Nomadland de Chloé Zhao (Etats-Unis, 2020)
« Les hommes vont et viennent, les villes s’élèvent et s’écroulent, des civilisations entières apparaissent puis disparaissent – seule reste la terre, à peine changée. La terre demeure, et la beauté déchirante où il n’y a aucun cœur à briser…. Il m’arrive parfois de songer, sans doute avec une certaine perversion, que l’homme n’est qu’un rêve, la pensée une illusion, et que seule la roche est réelle. La roche et le soleil. » Désert Solitaire, Edward Abbey
Remarquée pour ses deux premiers longs-métrages, Les Chansons que mes frères m’ont apprises (2015) et The Rider (2017), tous deux présentés à la quinzaine des réalisateurs, Chloé Zhao est rapidement devenue une cinéaste convoitée.
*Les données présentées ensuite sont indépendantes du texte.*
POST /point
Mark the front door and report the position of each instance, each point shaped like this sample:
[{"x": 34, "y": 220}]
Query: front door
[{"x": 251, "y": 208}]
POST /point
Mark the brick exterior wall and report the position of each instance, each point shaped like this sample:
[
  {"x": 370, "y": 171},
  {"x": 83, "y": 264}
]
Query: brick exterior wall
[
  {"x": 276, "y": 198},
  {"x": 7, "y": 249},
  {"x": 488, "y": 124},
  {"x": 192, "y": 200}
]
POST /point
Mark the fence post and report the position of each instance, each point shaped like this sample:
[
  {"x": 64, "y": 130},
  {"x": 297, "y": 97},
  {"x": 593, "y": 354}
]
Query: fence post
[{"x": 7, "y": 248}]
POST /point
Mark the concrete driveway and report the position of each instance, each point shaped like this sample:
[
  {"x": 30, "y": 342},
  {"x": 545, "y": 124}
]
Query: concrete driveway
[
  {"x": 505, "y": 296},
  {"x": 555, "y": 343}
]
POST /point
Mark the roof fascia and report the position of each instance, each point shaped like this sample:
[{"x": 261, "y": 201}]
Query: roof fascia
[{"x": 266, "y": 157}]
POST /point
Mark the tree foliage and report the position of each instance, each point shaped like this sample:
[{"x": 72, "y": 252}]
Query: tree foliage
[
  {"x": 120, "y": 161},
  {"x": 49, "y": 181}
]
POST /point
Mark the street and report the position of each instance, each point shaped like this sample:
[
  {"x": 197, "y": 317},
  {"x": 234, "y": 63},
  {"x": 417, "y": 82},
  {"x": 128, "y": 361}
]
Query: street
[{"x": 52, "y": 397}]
Cette deuxième réalisation, qui se référait ouvertement au codes du western tout en y apposant un traitement naturaliste, brouillant la frontière entre le documentaire et la fiction, attire l’attention. Successivement, celle des Studios Marvel qui lui proposent l’adaptation d’Eternals (sortie attendue en novembre 2021) et de Frances McDormand, fraîchement oscarisée pour Three Billboards, qui fait appel à elle afin de mettre en scène un film tiré d’un livre dont elle détient les droits : Nomadland: Surviving America in the 21st Century de Jessica Bruder. Ouvrage de non-fiction conçu comme un travail de journalisme d’investigation, consacré en partie à la peinture de la vie nomade. Nomadland naît ainsi d’une étroite collaboration entre l’actrice/productrice et la réalisatrice. Plusieurs partis-pris vont émerger des conversations entre les deux femmes, notamment le choix d’une distribution hybride mêlant acteurs professionnels et vrais nomades, mais aussi par exemple, la fabrication de la maison mobile du personnage principal. Tourné sur la base d’un traitement davantage qu’un scénario achevé (Chloé Zhao réécrivant, ajustant quasi quotidiennement les scènes) et dans une durée étalée sur plusieurs mois (six), le film se déroule après l’effondrement économique d’une cité ouvrière du Nevada où vivait Fern (Frances McDormand). Elle décide de prendre la route à bord de son van aménagé et d’adopter une vie de nomade des temps modernes, en rupture avec les standards de la société actuelle. Diverses rencontres vont l’accompagner dans sa découverte des vastes étendues de l’Ouest américain. Présenté lors de trois festivals au cours du mois de septembre, Toronto, Saint-Sébastien et surtout Venise, Nomadland a remporté le Lion d’Or lors de la 77ème Mostra.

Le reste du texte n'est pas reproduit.